Seconde option : à côté des "grandes œuvres" dûment estampillées sans l'ombre d'un doute (mettons : Shakespeare, ou Hugo), il arrive que l'on réévalue positivement (ou, plus occasionnellement, qu'on redécouvre véritablement) des œuvres qui de leurs temps, pour différentes raisons, passaient pour totalement mineures. On aurait beaucoup étonné les universitaires américains des années 1930 si on leur avait dit qu'un certain Howard Philips Lovecraft, qui plaçait de temps en temps des histoires d'horreur à base d'entités extraterrestres répugnantes dans des magazines bariolés vendus 25
cents, était l'Edgar Allan Poe du XXe siècle. De notre côté de l'Atlantique, on peut citer le cas de Sade qui a pris place parmi les écrivains les plus importants de son époque, on a panthéonisé Alexandre Dumas qui n'en demandait pas tant, et
Les Mystères de Paris d'Eugène Sue ont désormais leur place non loin des
Misérables.
Et la crise d'aujourd'hui, dans notre pauvre France de 2013, me direz-vous ? (ou du moins me diront ceux qui ont déjà eu le courage de lire jusque-là et qui en plus, les inconscients, en redemandent
)
Ce qui me semble caractériser notre rapport à la culture peut se résumer en : un large brouillage des frontières. Notamment en termes de "marqueurs sociaux".

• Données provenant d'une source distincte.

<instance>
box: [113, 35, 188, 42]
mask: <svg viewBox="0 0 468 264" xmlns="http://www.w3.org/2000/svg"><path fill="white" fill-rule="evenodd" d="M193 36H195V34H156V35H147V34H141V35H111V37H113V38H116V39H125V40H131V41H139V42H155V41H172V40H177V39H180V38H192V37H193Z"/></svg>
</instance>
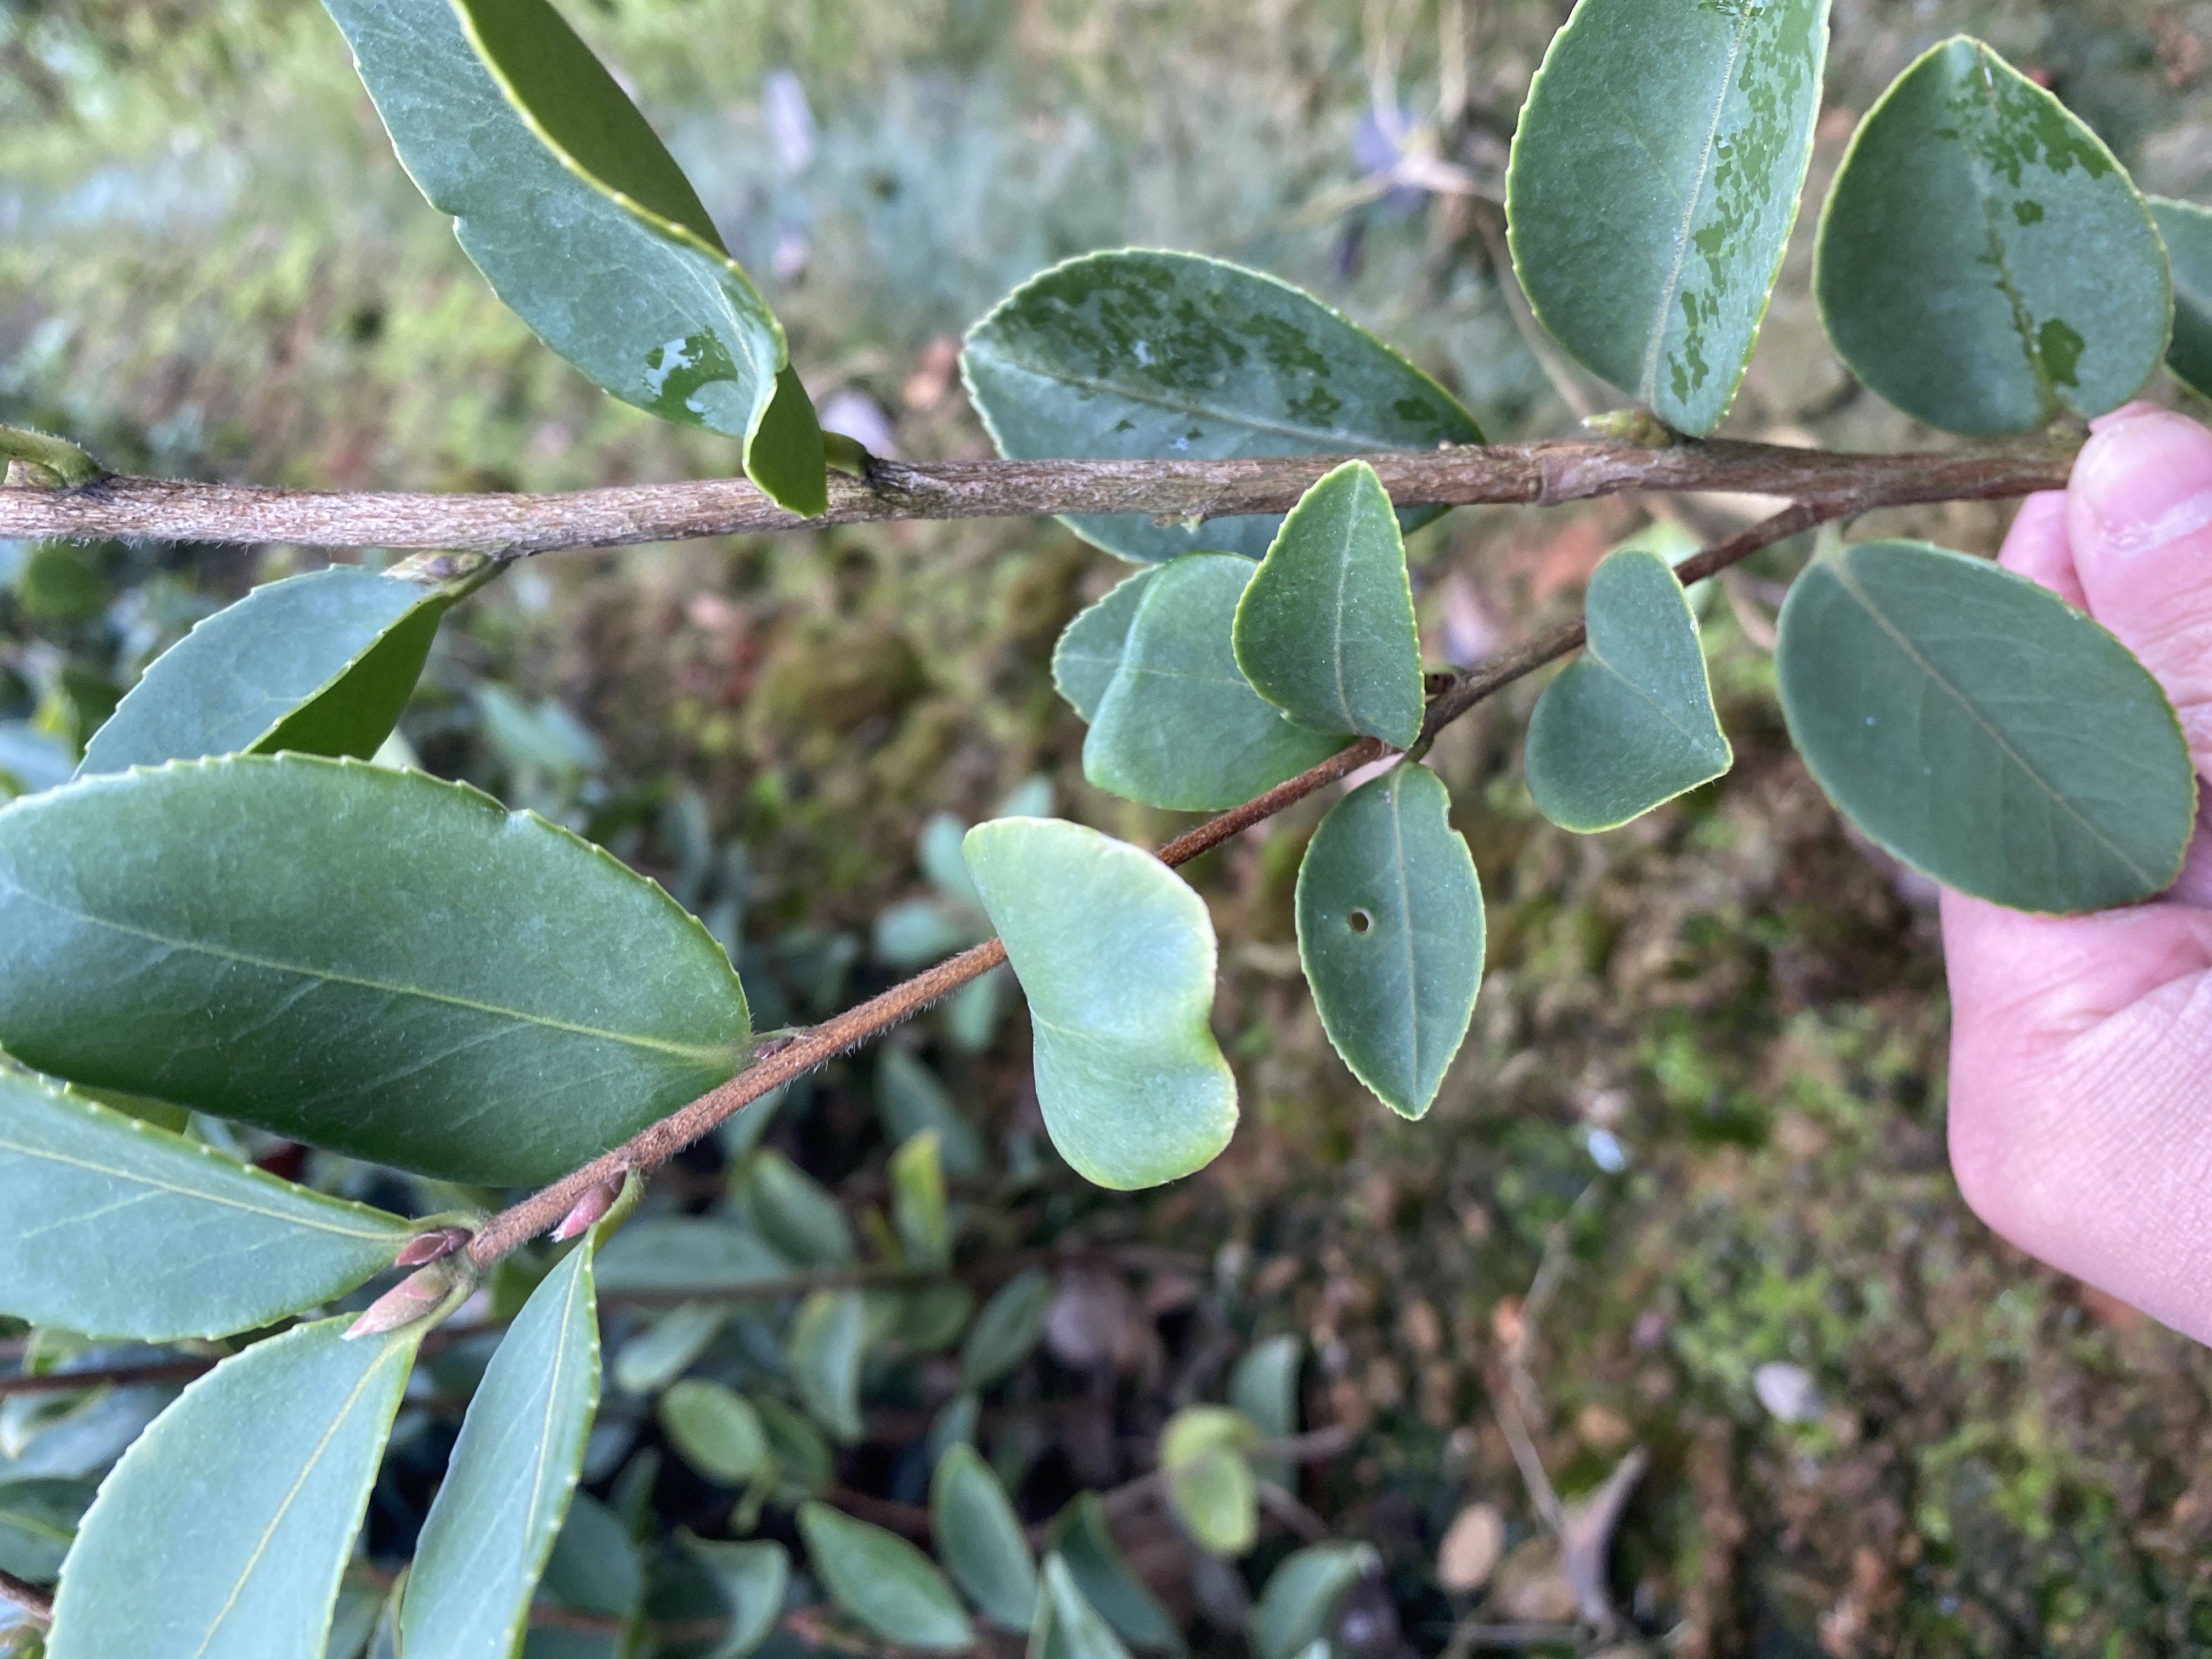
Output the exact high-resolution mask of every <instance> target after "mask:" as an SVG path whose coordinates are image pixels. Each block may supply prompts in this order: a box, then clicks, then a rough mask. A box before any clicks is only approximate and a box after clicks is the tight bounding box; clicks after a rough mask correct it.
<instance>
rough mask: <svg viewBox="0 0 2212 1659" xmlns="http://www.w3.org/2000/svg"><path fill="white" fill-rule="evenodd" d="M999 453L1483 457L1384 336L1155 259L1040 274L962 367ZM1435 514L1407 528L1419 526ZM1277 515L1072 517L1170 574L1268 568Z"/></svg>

Il fut un temps où il était de bon ton qu'un rang social élevé allât avec une certaine culture (fût-elle de façade). De ce point de vue, ça fait au moins trente ans que la Rollex, la voiture ou le dernier portable multifonction ont remplacé, comme signes de réussite bien plus sûrs, la belle bibliothèque et les conversations de salon sur les mérites et défauts du dernier Prix Nobel. On peut sans honte être PDG de multinationale (ou Président de la République... suivez mon regard... là, vers le bas
) et afficher son inculture.
A contrario, l'accès à la culture n'a jamais été aussi large et facile. Entre Internet, les médiathèques, les "grandes surfaces culturelles" avec les coûts assez faibles des livres de poche, des CD, des DVD, des expositions, quasiment n'importe qui, s'il en manifeste la curiosité et s'en donne les moyens (et je ne parle pas là de moyens financiers), peut accéder à plus d'œuvres littéraires, musicales, picturales, etc., issues du monde entier et des siècles passées, que qui que ce soit ne pourra jamais en ingurgiter durant toute une vie.
Enfin, et on en revient au point de départ de cette longue
digression, les frontières entre ce qui est culturellement "valorisé" et ce qui ne l'est pas en ont pris un sacré coup. La bande dessinée demande qu'on reconnaisse ses lettres de noblesse tandis que l'opéra se désole de n'être pas plus populaire. J'ose affirmer que l'une comme l'autre ne furent jamais plus proche qu'aujourd'hui de l'état qu'ils réclament...
Je m'interroge : quel aurait été mon rapport à la culture si j'avais vécu quelques décennies plus tôt ? Peut-être aurais-je eu une connaissance plus centrée sur les "bons" et "grands auteurs", sur la "grande culture". Je tiendrais le jazz et le rock, et sans doute aussi le cinéma, pour de la sous-m.... indigne de mon attention. Mais peut-être que je serais capable de lire Thucydide dans le texte. Ou peut-être, aussi bien, n'aurais-je jamais pu m'élever au-dessus de la condition sociale de mes aïeux (mineurs, gardiens de moutons, ouvriers) et n'aurais-je jamais franchi les portes d'un Opéra.
Dans un cas comme dans l'autre, ma collection de BD aurait sans nul doute été largement plus réduite que ce qu'elle est aujourd'hui.